The city has agreed to join other government agencies, including Forsyth, Fulton, Gwinnett and Jackson counties, to bid out a fuel contract to local vendors.

The contract, which would provide the agencies a total of 24 million gallons of fuel for a year, went out to bid Thursday, said Scott Callan, director of Gwinnett County’s purchasing division.

The cooperative was one idea Gwinnett officials had for cutting costs in an economic downturn, Callan said.

"It just turned out to be a no-brainer," Callan said. "We needed to save money in our budget. It forced us to take a look at it and come up with some creative ways to save money."

Gwinnett County first approached local governments in the region with the idea of a fuel co-op last fall, but Callan said such purchases are nothing new on the national level.

Gwinnett County officials, who reportedly spent $18 million on fuel last year, expect to save approximately $100,000 in the venture, according to a news release from the county.

But Callan said he is hopeful that the contract could save the county more than that.

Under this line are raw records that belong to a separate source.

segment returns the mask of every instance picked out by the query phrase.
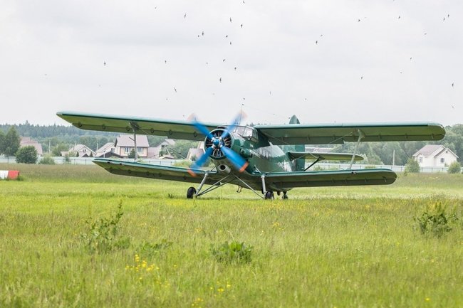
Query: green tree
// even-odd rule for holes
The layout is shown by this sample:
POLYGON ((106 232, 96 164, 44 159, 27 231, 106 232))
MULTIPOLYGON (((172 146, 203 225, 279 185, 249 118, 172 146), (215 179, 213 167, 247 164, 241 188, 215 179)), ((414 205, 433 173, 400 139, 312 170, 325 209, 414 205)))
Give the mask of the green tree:
POLYGON ((459 174, 462 171, 462 165, 458 161, 450 164, 447 171, 449 174, 459 174))
POLYGON ((1 152, 6 156, 14 156, 19 149, 19 141, 21 139, 14 127, 10 127, 3 139, 1 152))
POLYGON ((420 172, 420 164, 418 164, 418 161, 413 159, 413 157, 408 159, 407 164, 405 165, 405 171, 410 173, 420 172))
POLYGON ((21 147, 16 152, 16 162, 19 164, 36 164, 37 150, 31 145, 21 147))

"It is our expectation that we would save hopefully in the six figures," Callan said. "We thoroughly expect smaller cities and smaller counties to save more."

Gainesville’s participation depends upon the result of the bidding process, which should end in May. The city has not committed to signing a contract with the winning vendor, Marlowe said.

"Unless it saves us on the price per gallon, the city’s not required to participate," Marlowe said.